Il ne faut pas "cuisiner" longtemps Jean-Pierre Le Dantec pour qu’il avoue. Georges Guingouin, ce Héros autour duquel s’organise son livre, a beau ressortir des registres de l’exemplaire et de l’admirable, c’est pour lui plus que cela encore. C’est son père. Une version limousine plus que bretonne, mais à cela près identique, d’instituteur rural, communiste, FTP (Franc-Tireur et partisan). Chassez l’écriture de soi, elle revient au galop. Et comme Le Dantec "croit plus aux effets de vérité qu’aux biographies", son livre sera un roman.

Un rêve trop grand

Dans le genre, la vie du romancier se pose un peu là. Ses vies, plutôt. Jean-Pierre Le Dantec donc, gamin né de la guerre dans un petit village des Côtes-d’Armor. Voilà l’enfance, celle des lectures de James Oliver Curwood (plus tard de Villon, Rimbaud, Apollinaire, le Cendrars de Moravagine, et Hermann Hesse) et du serment d’être "soit celui qui chante, soit celui que l’on chantera"… Après Maths sup, Maths spé et Centrale (où il côtoie le chanteur Antoine), le jeune Le Dantec se dirige d’abord vers la seconde hypothèse.

Ingénieur il sera, mais d’abord de la révolution. Après l’Union des étudiants communistes, il fait son voyage en Chine et devient l’un des leaders de la Gauche prolétarienne et le directeur de La Cause du peuple (où il exerce ses talents d’agit-prop auprès de Sartre et de Michel Le Bris), ce qui lui vaudra à l’aube des années 1970 un séjour de plusieurs mois à la Santé. Il n’est d’ailleurs pas interdit de penser que les pages qu’il consacre dans son dernier livre aux procès montés de toutes pièces et aux séjours en prison dont fut victime Georges Guingouin résonnent d’un écho personnel…

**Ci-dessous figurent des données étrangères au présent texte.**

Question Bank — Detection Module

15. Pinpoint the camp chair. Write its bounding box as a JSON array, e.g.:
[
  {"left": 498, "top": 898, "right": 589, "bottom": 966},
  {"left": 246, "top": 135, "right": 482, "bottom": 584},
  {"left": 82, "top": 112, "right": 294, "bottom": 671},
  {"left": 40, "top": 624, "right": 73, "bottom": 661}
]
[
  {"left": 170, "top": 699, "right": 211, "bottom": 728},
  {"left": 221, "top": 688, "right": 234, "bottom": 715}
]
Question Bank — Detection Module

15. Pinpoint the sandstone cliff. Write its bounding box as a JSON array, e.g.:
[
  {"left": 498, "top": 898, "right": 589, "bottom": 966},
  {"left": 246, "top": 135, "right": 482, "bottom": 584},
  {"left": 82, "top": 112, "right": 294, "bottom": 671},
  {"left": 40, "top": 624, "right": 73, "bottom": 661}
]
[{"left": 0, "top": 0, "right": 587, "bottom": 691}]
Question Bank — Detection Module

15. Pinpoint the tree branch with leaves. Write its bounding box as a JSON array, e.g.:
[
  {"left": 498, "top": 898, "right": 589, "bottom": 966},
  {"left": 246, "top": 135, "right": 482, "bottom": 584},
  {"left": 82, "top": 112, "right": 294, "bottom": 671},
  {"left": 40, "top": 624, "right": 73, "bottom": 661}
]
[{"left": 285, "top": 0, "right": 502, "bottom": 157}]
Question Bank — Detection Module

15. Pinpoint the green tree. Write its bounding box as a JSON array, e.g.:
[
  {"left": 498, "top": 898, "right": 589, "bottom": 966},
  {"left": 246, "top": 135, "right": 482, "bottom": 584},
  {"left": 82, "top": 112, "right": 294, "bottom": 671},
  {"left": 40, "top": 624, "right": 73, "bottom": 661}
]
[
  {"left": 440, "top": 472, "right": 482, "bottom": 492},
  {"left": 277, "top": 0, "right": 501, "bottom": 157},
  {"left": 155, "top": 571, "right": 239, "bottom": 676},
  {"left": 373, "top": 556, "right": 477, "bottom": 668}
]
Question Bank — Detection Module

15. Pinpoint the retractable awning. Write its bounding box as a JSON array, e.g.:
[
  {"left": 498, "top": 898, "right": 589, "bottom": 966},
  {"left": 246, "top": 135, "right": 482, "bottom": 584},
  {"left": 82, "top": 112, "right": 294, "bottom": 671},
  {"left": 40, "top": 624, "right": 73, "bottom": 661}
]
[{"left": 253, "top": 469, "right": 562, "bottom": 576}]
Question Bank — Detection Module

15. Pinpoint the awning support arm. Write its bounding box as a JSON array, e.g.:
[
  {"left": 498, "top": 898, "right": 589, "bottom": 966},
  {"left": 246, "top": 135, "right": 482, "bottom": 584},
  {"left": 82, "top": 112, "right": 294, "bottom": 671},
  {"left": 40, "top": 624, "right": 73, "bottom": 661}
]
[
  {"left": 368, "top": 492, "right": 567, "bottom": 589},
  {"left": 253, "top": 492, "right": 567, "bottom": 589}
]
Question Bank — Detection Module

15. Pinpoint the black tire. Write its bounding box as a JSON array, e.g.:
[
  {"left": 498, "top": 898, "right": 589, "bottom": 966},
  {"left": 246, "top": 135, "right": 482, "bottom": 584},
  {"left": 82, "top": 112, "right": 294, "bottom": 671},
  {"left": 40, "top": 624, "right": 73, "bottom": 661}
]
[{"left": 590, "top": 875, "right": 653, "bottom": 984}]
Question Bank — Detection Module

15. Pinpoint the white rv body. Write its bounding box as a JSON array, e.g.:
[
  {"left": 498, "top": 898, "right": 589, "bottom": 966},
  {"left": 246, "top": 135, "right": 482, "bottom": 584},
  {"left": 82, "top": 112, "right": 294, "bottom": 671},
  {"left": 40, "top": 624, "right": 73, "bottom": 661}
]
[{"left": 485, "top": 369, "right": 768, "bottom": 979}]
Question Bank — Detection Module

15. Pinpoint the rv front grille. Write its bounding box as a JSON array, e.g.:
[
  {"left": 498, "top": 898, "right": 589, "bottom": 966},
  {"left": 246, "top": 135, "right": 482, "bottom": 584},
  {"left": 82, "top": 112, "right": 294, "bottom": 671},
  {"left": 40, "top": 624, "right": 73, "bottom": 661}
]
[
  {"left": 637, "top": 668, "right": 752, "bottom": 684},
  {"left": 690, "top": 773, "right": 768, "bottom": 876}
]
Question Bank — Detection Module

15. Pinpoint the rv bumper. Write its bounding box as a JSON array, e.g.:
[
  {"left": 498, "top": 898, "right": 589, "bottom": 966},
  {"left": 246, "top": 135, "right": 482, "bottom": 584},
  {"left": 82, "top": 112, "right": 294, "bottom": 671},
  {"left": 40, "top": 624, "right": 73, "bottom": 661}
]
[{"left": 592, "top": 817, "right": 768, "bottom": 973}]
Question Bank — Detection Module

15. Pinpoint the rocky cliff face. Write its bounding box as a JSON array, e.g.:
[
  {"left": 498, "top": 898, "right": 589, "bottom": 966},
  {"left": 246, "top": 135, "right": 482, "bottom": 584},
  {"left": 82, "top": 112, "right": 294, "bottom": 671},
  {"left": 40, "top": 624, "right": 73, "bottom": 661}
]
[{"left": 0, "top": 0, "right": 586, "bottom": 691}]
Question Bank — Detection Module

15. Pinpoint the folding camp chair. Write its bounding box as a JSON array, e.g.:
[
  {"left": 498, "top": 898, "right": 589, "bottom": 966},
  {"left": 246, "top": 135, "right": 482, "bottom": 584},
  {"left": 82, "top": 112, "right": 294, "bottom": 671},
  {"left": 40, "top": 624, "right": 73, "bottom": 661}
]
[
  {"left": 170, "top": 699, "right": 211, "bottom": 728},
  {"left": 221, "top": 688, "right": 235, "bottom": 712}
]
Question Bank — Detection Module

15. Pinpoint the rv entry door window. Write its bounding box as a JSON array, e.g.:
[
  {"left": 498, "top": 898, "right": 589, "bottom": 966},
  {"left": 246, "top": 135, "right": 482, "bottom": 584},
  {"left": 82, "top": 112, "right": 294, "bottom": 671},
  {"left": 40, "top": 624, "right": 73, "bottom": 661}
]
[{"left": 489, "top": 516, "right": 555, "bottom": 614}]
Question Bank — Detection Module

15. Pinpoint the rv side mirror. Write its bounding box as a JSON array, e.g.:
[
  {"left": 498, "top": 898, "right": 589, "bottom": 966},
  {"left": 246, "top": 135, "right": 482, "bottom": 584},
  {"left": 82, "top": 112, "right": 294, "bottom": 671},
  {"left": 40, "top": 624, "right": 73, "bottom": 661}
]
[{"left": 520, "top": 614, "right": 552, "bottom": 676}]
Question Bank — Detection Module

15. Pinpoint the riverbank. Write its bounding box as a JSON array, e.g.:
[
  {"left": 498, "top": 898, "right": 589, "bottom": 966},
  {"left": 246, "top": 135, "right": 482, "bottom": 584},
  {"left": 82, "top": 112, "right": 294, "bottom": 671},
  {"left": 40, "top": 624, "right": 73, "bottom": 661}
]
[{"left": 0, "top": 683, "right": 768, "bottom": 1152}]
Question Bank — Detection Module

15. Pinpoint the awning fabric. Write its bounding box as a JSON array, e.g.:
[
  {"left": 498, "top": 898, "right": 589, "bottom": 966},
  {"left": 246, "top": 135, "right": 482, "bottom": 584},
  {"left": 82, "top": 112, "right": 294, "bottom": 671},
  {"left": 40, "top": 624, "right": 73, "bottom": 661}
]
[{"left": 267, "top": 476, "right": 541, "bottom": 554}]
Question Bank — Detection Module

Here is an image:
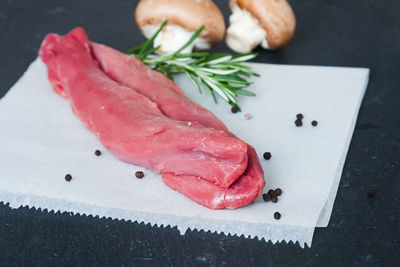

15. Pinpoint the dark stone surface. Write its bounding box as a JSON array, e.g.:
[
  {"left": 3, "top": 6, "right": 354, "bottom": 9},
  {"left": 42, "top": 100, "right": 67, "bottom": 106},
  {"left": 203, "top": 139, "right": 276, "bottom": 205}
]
[{"left": 0, "top": 0, "right": 400, "bottom": 266}]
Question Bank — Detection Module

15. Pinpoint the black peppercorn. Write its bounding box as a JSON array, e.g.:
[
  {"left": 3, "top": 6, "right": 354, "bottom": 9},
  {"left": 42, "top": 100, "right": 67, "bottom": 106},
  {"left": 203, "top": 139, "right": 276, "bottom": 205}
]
[
  {"left": 367, "top": 189, "right": 375, "bottom": 197},
  {"left": 135, "top": 171, "right": 144, "bottom": 179},
  {"left": 263, "top": 194, "right": 272, "bottom": 202},
  {"left": 263, "top": 152, "right": 272, "bottom": 160}
]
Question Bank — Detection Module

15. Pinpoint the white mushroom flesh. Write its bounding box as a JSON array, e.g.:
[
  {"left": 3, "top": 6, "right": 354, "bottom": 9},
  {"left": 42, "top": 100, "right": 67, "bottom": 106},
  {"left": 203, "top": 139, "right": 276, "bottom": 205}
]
[
  {"left": 142, "top": 25, "right": 211, "bottom": 54},
  {"left": 226, "top": 5, "right": 269, "bottom": 53}
]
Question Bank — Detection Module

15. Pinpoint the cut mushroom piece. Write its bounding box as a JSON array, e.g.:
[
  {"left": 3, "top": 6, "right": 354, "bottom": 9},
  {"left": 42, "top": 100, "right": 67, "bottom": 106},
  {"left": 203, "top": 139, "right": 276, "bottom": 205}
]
[
  {"left": 135, "top": 0, "right": 225, "bottom": 53},
  {"left": 226, "top": 0, "right": 296, "bottom": 53}
]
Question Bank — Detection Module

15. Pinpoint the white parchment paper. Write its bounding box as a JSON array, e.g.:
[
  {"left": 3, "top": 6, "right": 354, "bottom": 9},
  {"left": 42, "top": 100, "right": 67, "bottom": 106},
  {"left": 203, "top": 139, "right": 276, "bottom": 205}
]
[{"left": 0, "top": 59, "right": 369, "bottom": 246}]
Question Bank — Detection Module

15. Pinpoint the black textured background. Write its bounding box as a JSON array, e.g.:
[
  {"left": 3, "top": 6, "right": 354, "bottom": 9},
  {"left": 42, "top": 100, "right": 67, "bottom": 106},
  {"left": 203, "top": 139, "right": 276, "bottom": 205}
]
[{"left": 0, "top": 0, "right": 400, "bottom": 266}]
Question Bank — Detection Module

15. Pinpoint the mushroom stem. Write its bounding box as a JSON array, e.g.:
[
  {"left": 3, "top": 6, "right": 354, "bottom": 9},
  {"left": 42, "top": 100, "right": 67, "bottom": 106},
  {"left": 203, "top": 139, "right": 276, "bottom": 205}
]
[{"left": 226, "top": 5, "right": 269, "bottom": 53}]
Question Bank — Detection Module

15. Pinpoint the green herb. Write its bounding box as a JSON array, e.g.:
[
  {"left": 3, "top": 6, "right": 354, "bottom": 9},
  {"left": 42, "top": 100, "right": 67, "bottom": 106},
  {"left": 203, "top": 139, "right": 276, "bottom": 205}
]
[{"left": 127, "top": 21, "right": 259, "bottom": 110}]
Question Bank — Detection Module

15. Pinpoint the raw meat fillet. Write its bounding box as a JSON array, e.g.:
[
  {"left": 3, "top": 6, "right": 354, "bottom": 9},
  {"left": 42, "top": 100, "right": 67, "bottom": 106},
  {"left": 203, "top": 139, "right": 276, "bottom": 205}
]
[
  {"left": 92, "top": 43, "right": 228, "bottom": 131},
  {"left": 92, "top": 39, "right": 265, "bottom": 209},
  {"left": 40, "top": 28, "right": 248, "bottom": 188}
]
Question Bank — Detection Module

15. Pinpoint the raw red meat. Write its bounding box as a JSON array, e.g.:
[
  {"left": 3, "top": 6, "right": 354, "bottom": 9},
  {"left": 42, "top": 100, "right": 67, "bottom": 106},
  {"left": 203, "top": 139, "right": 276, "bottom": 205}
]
[
  {"left": 40, "top": 29, "right": 265, "bottom": 209},
  {"left": 92, "top": 43, "right": 228, "bottom": 131},
  {"left": 40, "top": 28, "right": 248, "bottom": 187},
  {"left": 92, "top": 40, "right": 265, "bottom": 209}
]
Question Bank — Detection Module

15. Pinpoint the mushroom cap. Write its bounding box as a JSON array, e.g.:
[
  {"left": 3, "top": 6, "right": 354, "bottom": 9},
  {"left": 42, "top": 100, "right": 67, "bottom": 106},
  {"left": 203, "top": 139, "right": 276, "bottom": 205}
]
[
  {"left": 229, "top": 0, "right": 296, "bottom": 49},
  {"left": 135, "top": 0, "right": 225, "bottom": 45}
]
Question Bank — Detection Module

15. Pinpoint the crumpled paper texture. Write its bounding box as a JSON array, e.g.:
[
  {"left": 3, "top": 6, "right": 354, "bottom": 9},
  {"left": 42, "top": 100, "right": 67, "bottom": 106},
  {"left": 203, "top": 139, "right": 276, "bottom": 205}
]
[{"left": 0, "top": 59, "right": 369, "bottom": 247}]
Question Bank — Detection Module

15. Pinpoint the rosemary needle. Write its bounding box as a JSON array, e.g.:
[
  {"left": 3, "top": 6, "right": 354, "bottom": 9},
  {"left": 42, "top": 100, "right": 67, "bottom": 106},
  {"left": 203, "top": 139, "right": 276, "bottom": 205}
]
[{"left": 127, "top": 21, "right": 259, "bottom": 110}]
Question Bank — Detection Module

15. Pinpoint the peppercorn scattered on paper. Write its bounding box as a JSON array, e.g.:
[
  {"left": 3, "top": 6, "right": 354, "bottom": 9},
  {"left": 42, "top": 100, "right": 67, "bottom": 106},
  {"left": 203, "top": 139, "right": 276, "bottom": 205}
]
[{"left": 0, "top": 59, "right": 369, "bottom": 247}]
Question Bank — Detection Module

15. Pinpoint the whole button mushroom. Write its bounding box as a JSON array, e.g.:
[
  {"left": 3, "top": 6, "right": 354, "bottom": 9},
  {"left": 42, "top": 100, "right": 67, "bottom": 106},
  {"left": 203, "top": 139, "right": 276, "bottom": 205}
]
[
  {"left": 135, "top": 0, "right": 225, "bottom": 53},
  {"left": 226, "top": 0, "right": 296, "bottom": 53}
]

Pour Jean-Pierre Le Dantec, la révolution était un rêve trop grand pour en faire simplement le deuil. Mao voulait que "cent fleurs s’épanouissent", il va s’y employer. Différemment. Et au passage, si l’on se trouve jamais, finir de se rencontrer… Ce sera la grande aventure de l’enseignement de l’architecture à Paris-La Villette (dont il est le directeur de 1999 à 2006) et la découverte de nouveaux horizons, du côté de l’urbanisme et surtout du paysagisme. Les fleurs, ça a besoin de jardins…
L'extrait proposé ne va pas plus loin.